Carl Sagan famously said on his TV series Cosmos, “I believe that the extraordinary should be pursued. But extraordinary claims require extraordinary evidence.” I agree. You shouldn’t change the entire direction of science based on a few isolated pieces of evidence.
Intelligent design (ID) proponents make an extraordinary claim, that the origin and evolution of life cannot be explained without postulating a guiding intelligence. If this idea becomes generally accepted it will be a huge change in the direction of science, so the scientific establishment is justified in dragging its feet. But the evidence for intelligent design does not consist of a few missing fossils or a few examples of irreducible complexity, which could eventually be shown to be reducible. ID advocates believe we have long ago passed the threshold of evidence required to accept this extraordinary claim and that every new discovery in biology and biochemistry pushes us farther beyond the threshold. Evolution News readers are exposed to this evidence daily.
Another Extraordinary Claim
But less noticed is that ID opponents also make an extraordinary claim. They believe that they have found, or at least will eventually find, natural, unintelligent, causes capable of creating things which in our uniform experience are known to be created only by intelligence.
I have often argued (most recently here) that to attribute to natural selection the ability to create spectacular order out of disorder is to attribute to it, alone among all unintelligent forces in the universe, the ability to defy the more general statements of the second law of thermodynamics, or at least the general principle behind this law. But it is not really necessary to appeal to the second law because everyone can see that Darwin’s claim to have discovered an unintelligent force capable of creating all the magnificent species in the living world, and even human brains, was quite an extraordinary claim. It credits natural selection with creative powers far beyond those claimed for any other natural causes. (Origin-of-life researchers’ claim that chance chemical processes could have created the first self-replicators, when human engineered self-replicating machines are still far beyond current technology, could also be considered to be an extraordinary claim.)

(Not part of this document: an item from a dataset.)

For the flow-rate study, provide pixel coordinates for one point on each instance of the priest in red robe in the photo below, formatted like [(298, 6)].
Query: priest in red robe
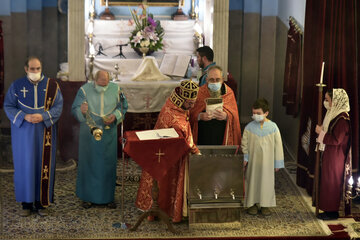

And where do we stand with regard to evidence for the Darwinists’ extraordinary claim? Have we passed the threshold of evidence required to accept their claim? Hardly. The ongoing debate between Michael Behe and his critics is over whether or not there is evidence that natural selection of random mutations can be credited with any evolutionary changes that would not be considered “devolution” and do not simply “promote the loss of genetic information.” And evolutionists now openly wonder if they need an entirely new theory. While the evidence for the extraordinary claim made by design theorists continually increases, the evidence for the Darwinists’ claim seems to be shrinking.
“Why Evolution Is Different”
In my 2020 video “Why Evolution Is Different” I imagine watching a tornado running backward and trying to come up with a scientific explanation for what we are seeing. It concludes:
Anyone who claims to have a scientific explanation for how unintelligent agents might be able to turn rubble into houses and cars would be expected to produce some very powerful evidence if they want their theory to be taken seriously. The burden of proof should be equally heavy on those who claim to have a scientific explanation for how a few unintelligent forces of physics alone could rearrange the basic particles of physics into computers and encyclopedias and Apple iPhones — and there is no evidence that natural selection of random mutations can explain anything other than very minor adaptations.
Some observers of the ID-Darwinism debate feel that the Darwinian point of view is the default so that the burden of proof is on us. But it is extraordinary that we are here at all, so any ideas about how we got here should require extraordinary evidence.